Indeed, around the time McCormick went under the knife, male glandular transplants were becoming something of a fad. In Chicago, Max Thorek, founder of both Thorek Memorial Hospital and the International College of Surgeons, wrote a medical reference book, long since out of print, about testicles; nearly a quarter of it concerns testicular transplants. “Although Thorek continuously takes a stance supporting the ability for testicular transplantations to cure a plethora of ailments,” Monica Stokes of the International Museum of Surgical Science wrote in 2017, “the true importance of these procedures seems to lay in an extension of sexual prowess.”
This line of medical reasoning had a frightful side. Frank Lydston, a University of Illinois physician who in 1914 transplanted the testicle of a recently deceased man into his own scrotum — ostensibly to determine whether such implants could be a solution for dementia, impotence, sterility, chronic diseases of the skin, hardening of the arteries, and other problems — advocated castrating black men who committed sexual crimes. “A few emasculated negroes scattered around through the thickly settled negro communities of the South would really prove the conservation of energy, as far as the repression of sexual crimes are concerned,” Lydston wrote in a chilling article titled “Sexual Crimes Among the Southern Negroes.”
There’s no evidence suggesting that Lydston integrated his appalling racial theories into his medical practice, and in any case testicular transplants as an age-reversing technique would soon fade into obsolescence. As John Nanninga, a retired physician in Winnetka, writes in his 2017 book The Gland Illusion: Early Attempts at Rejuvenation Through Male Hormone Therapy, multiple experts in the field ultimately concluded that much of the effect of a transplant was as a placebo: For recipients, the very thought that they could become young stallions again was enough to rekindle their sex drive. Nanninga implies that doctors like Lespinasse and Voronoff may have suspected this all along. “When patients noted decreasing memory, loss of vigor, and sexual lassitude at some point after the transplant,” Nanninga writes, “Voronoff encouraged them to have a repeat procedure. Those who were credulous enough and wealthy enough to afford his operation did so.”

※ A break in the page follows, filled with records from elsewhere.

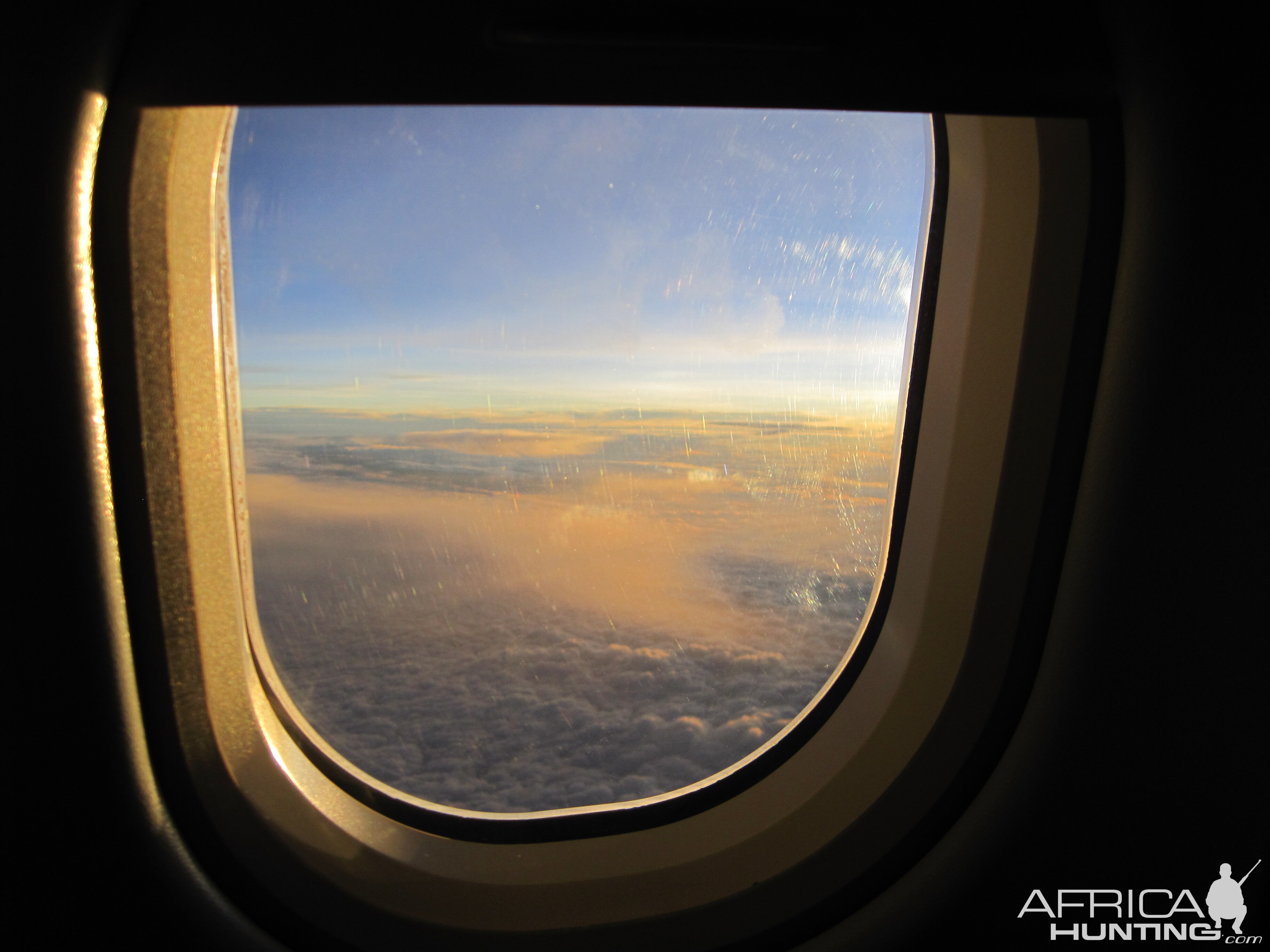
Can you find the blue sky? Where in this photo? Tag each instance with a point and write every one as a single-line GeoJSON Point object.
{"type": "Point", "coordinates": [433, 258]}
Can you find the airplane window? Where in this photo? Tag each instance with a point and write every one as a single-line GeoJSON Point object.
{"type": "Point", "coordinates": [571, 435]}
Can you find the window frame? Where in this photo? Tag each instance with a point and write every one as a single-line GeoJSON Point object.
{"type": "Point", "coordinates": [248, 784]}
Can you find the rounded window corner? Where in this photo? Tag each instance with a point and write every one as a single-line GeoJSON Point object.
{"type": "Point", "coordinates": [1008, 209]}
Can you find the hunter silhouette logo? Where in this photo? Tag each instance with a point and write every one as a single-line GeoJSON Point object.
{"type": "Point", "coordinates": [1160, 913]}
{"type": "Point", "coordinates": [1226, 898]}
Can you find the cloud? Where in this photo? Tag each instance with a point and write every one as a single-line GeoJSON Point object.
{"type": "Point", "coordinates": [488, 626]}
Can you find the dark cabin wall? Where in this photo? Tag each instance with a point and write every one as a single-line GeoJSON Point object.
{"type": "Point", "coordinates": [1135, 763]}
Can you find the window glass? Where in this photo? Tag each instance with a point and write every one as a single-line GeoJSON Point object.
{"type": "Point", "coordinates": [571, 432]}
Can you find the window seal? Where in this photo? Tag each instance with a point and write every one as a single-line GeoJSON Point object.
{"type": "Point", "coordinates": [606, 819]}
{"type": "Point", "coordinates": [355, 869]}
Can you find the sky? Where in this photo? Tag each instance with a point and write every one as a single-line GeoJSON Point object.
{"type": "Point", "coordinates": [552, 258]}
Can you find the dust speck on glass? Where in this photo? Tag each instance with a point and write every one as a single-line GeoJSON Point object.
{"type": "Point", "coordinates": [571, 433]}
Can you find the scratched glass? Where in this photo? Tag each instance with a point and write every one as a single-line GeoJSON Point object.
{"type": "Point", "coordinates": [571, 432]}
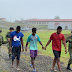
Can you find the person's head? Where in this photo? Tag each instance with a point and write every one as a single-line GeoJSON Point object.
{"type": "Point", "coordinates": [18, 29]}
{"type": "Point", "coordinates": [34, 31]}
{"type": "Point", "coordinates": [0, 31]}
{"type": "Point", "coordinates": [59, 29]}
{"type": "Point", "coordinates": [11, 29]}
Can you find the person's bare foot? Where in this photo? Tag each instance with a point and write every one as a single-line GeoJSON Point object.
{"type": "Point", "coordinates": [53, 70]}
{"type": "Point", "coordinates": [17, 69]}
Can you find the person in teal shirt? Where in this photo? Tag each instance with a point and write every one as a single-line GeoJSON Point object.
{"type": "Point", "coordinates": [33, 39]}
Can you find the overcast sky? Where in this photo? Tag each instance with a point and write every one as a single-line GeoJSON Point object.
{"type": "Point", "coordinates": [28, 9]}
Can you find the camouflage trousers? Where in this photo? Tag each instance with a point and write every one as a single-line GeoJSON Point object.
{"type": "Point", "coordinates": [70, 53]}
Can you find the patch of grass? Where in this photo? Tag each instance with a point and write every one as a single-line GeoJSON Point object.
{"type": "Point", "coordinates": [44, 36]}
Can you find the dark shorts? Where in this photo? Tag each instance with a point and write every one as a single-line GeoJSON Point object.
{"type": "Point", "coordinates": [16, 53]}
{"type": "Point", "coordinates": [33, 53]}
{"type": "Point", "coordinates": [57, 54]}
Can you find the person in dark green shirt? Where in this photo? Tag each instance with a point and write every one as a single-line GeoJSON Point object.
{"type": "Point", "coordinates": [1, 42]}
{"type": "Point", "coordinates": [8, 39]}
{"type": "Point", "coordinates": [69, 40]}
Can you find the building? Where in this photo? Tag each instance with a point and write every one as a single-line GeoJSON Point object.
{"type": "Point", "coordinates": [2, 19]}
{"type": "Point", "coordinates": [52, 23]}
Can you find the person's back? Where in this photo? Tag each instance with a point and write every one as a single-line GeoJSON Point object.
{"type": "Point", "coordinates": [56, 41]}
{"type": "Point", "coordinates": [69, 40]}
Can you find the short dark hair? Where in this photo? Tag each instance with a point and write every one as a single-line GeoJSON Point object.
{"type": "Point", "coordinates": [59, 27]}
{"type": "Point", "coordinates": [11, 28]}
{"type": "Point", "coordinates": [34, 29]}
{"type": "Point", "coordinates": [18, 28]}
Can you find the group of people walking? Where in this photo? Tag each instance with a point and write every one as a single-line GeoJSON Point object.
{"type": "Point", "coordinates": [15, 43]}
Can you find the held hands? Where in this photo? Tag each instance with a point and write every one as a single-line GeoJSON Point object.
{"type": "Point", "coordinates": [42, 47]}
{"type": "Point", "coordinates": [26, 49]}
{"type": "Point", "coordinates": [65, 51]}
{"type": "Point", "coordinates": [10, 49]}
{"type": "Point", "coordinates": [22, 49]}
{"type": "Point", "coordinates": [45, 47]}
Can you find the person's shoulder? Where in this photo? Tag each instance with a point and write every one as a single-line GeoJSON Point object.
{"type": "Point", "coordinates": [8, 32]}
{"type": "Point", "coordinates": [13, 32]}
{"type": "Point", "coordinates": [62, 34]}
{"type": "Point", "coordinates": [30, 35]}
{"type": "Point", "coordinates": [37, 35]}
{"type": "Point", "coordinates": [53, 33]}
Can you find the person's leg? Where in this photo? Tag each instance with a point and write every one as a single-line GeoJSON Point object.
{"type": "Point", "coordinates": [13, 55]}
{"type": "Point", "coordinates": [18, 56]}
{"type": "Point", "coordinates": [9, 52]}
{"type": "Point", "coordinates": [55, 59]}
{"type": "Point", "coordinates": [32, 62]}
{"type": "Point", "coordinates": [58, 61]}
{"type": "Point", "coordinates": [54, 62]}
{"type": "Point", "coordinates": [70, 61]}
{"type": "Point", "coordinates": [59, 65]}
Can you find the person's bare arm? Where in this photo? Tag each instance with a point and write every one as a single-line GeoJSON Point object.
{"type": "Point", "coordinates": [41, 45]}
{"type": "Point", "coordinates": [26, 46]}
{"type": "Point", "coordinates": [22, 44]}
{"type": "Point", "coordinates": [64, 42]}
{"type": "Point", "coordinates": [47, 44]}
{"type": "Point", "coordinates": [10, 43]}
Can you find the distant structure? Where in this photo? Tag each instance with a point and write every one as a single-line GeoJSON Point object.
{"type": "Point", "coordinates": [52, 23]}
{"type": "Point", "coordinates": [25, 28]}
{"type": "Point", "coordinates": [2, 19]}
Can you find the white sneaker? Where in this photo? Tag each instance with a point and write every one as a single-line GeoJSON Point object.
{"type": "Point", "coordinates": [18, 69]}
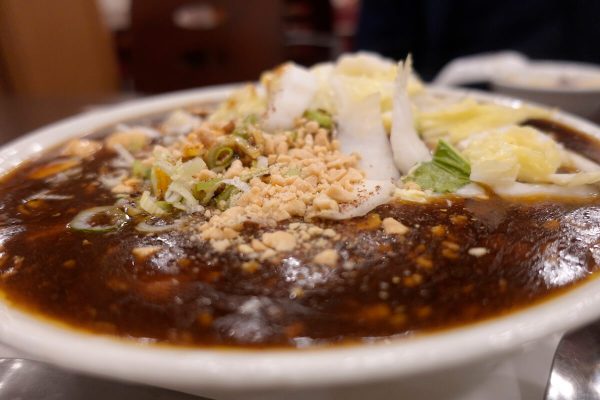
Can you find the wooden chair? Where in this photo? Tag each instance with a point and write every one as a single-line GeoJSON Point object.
{"type": "Point", "coordinates": [178, 44]}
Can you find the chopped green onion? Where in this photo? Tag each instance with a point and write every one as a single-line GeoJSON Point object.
{"type": "Point", "coordinates": [255, 174]}
{"type": "Point", "coordinates": [220, 155]}
{"type": "Point", "coordinates": [448, 171]}
{"type": "Point", "coordinates": [321, 117]}
{"type": "Point", "coordinates": [99, 219]}
{"type": "Point", "coordinates": [241, 129]}
{"type": "Point", "coordinates": [149, 204]}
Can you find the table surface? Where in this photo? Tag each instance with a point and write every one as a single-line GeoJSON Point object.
{"type": "Point", "coordinates": [19, 115]}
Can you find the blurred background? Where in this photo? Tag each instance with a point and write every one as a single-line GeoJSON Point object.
{"type": "Point", "coordinates": [59, 57]}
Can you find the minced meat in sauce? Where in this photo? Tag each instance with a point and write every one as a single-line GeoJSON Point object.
{"type": "Point", "coordinates": [461, 261]}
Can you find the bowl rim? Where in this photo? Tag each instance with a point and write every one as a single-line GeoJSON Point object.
{"type": "Point", "coordinates": [235, 370]}
{"type": "Point", "coordinates": [503, 80]}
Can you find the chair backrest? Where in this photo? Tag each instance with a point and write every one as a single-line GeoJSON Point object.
{"type": "Point", "coordinates": [57, 47]}
{"type": "Point", "coordinates": [178, 44]}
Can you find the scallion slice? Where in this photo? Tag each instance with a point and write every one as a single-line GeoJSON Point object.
{"type": "Point", "coordinates": [99, 219]}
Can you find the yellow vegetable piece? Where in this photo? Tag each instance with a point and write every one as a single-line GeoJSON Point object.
{"type": "Point", "coordinates": [467, 117]}
{"type": "Point", "coordinates": [521, 153]}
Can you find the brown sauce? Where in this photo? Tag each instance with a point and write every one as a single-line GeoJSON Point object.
{"type": "Point", "coordinates": [462, 261]}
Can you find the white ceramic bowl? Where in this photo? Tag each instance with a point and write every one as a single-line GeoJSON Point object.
{"type": "Point", "coordinates": [438, 362]}
{"type": "Point", "coordinates": [573, 87]}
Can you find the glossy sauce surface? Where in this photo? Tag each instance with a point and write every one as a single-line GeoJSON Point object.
{"type": "Point", "coordinates": [461, 261]}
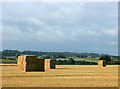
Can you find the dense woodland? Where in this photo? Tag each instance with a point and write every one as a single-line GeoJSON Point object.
{"type": "Point", "coordinates": [90, 58]}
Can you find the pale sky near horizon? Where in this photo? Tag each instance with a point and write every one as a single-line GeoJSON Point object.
{"type": "Point", "coordinates": [73, 27]}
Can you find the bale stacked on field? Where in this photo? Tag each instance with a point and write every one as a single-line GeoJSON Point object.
{"type": "Point", "coordinates": [53, 63]}
{"type": "Point", "coordinates": [47, 64]}
{"type": "Point", "coordinates": [40, 64]}
{"type": "Point", "coordinates": [50, 64]}
{"type": "Point", "coordinates": [102, 63]}
{"type": "Point", "coordinates": [27, 63]}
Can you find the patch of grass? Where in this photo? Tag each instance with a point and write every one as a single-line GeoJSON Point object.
{"type": "Point", "coordinates": [62, 76]}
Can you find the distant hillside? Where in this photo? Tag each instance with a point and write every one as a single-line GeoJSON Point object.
{"type": "Point", "coordinates": [53, 54]}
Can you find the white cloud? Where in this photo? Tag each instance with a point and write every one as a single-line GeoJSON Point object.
{"type": "Point", "coordinates": [112, 43]}
{"type": "Point", "coordinates": [111, 32]}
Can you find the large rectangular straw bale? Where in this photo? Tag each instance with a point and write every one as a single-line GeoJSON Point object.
{"type": "Point", "coordinates": [102, 63]}
{"type": "Point", "coordinates": [40, 64]}
{"type": "Point", "coordinates": [27, 63]}
{"type": "Point", "coordinates": [47, 64]}
{"type": "Point", "coordinates": [50, 64]}
{"type": "Point", "coordinates": [53, 63]}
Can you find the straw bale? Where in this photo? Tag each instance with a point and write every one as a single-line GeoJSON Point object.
{"type": "Point", "coordinates": [27, 63]}
{"type": "Point", "coordinates": [50, 64]}
{"type": "Point", "coordinates": [47, 64]}
{"type": "Point", "coordinates": [40, 64]}
{"type": "Point", "coordinates": [102, 63]}
{"type": "Point", "coordinates": [53, 63]}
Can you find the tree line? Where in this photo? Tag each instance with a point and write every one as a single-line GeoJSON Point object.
{"type": "Point", "coordinates": [52, 54]}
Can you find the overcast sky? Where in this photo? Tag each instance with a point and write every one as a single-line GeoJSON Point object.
{"type": "Point", "coordinates": [72, 27]}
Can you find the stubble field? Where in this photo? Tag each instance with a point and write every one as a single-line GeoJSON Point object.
{"type": "Point", "coordinates": [62, 76]}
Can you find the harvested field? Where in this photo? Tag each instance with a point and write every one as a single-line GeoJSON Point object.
{"type": "Point", "coordinates": [62, 76]}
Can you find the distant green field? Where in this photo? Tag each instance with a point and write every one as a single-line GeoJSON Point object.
{"type": "Point", "coordinates": [6, 61]}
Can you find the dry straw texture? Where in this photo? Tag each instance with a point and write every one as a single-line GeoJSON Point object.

Whatever the medical value of such transplants, the members of the press covering McCormick’s surgery seemed happy enough to play along. When the industrialist delivered himself to Paris two months after his operation to marry Walska, who had been installed in a chateau in the French countryside, he was described by one reporter as “a younger, gayer, more youthful, apparently indeed rejuvenated Harold McCormick.”
The marriage ended in 1931. Twelve years later, after McCormick’s death, Walska published an autobiography titled Always Room at the Top. In it, she offered Lespinasse and his contemporaries what amounted to a backhanded endorsement: She wrote that while she’d hoped she and her husband could share a “divine companionship of the spiritual love,” after his surgery McCormick became “insatiable in his search for the realization of the physical.”